If you’re planting a kitchen garden for your own use now is the time to get going. Onions, carrots, courgettes, leeks, peas, tomatos, sweetcorn, cucumber, strawberries and mangetout should all be started now. Faster growing vegetables such as salad leaves and herbs can be planted regularly throughout the warmer months to ensure a frequent supply of fresh leaves. Home schooling? Get the children involved, you’ll be teaching them a skill for life.
In addition plant for pollinators by filling your garden, window box or courtyard with blue/purple coloured easily accessible blooms that will attract honey bees, bumbles, butterflies and other pollinators, ensuring your vegetable crops are adequately pollinated to bear fruit.
These pollinator attracting crops include Forget-me-Not, Cosmos, Verbena, Foxglove, Lavender and Salvia as well as many more. Try to create a selection that means you have flowers blooming from early Spring – October to ensure there is an abundance of forage for insects throughout the year.
You can also encourage insects into your garden by leaving a rough patch of earth with fallen leaves and tree debris, a place where all sorts of bugs and insects can hang out.
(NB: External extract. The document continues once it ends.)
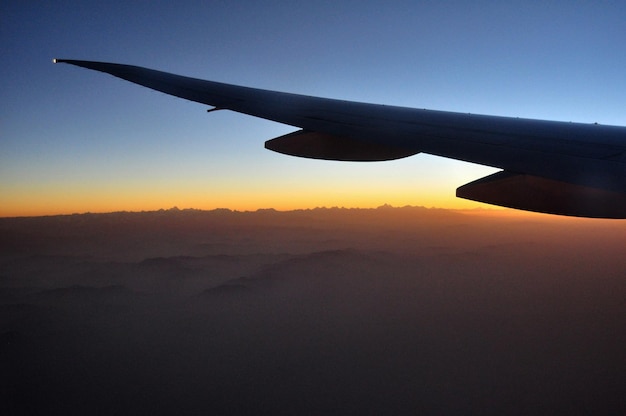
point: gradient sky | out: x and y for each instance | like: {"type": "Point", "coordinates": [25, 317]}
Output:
{"type": "Point", "coordinates": [73, 140]}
If you’d rather not leave a piece of your garden to go feral then how about creating a bug hotel? A clean container such as a tin can or an old milk carton will work well. Fill with pieces of bamboo cane, attached securely to a fence or a tree branch. Wait and watch – within a few weeks insects will be making their home there, look out for leaf cutter bees, hairy-footed flower bees and mason bees. Or if you’re feeling really adventurous and want a 5* resort for your garden visitors try this wooden design from RSPB https://www.rspb.org.uk/get-involved/activities/give-nature-a-home-in-your-garden/garden-activities/buildabeebandb/Last year we had No Mow May. Let’s do it again. Dandelions tend to appear in our lawns this time of year and upset our need for a smooth balanced and beautifully green lawn. However they keep the first pollinating visitors of the year very happy, providing early Spring forage for their colony. Despite the beautiful weather and our need to have an even green lawn please try and leave the dandelions to bloom for a little while.
Enjoy watching bees land and forage safe in the knowledge you did your bit for the pollinating population and if they are honey bees visiting then you are helping your local beekeeper too.
Enjoy the sunshine, enjoy your garden, stay home and stay safe and well.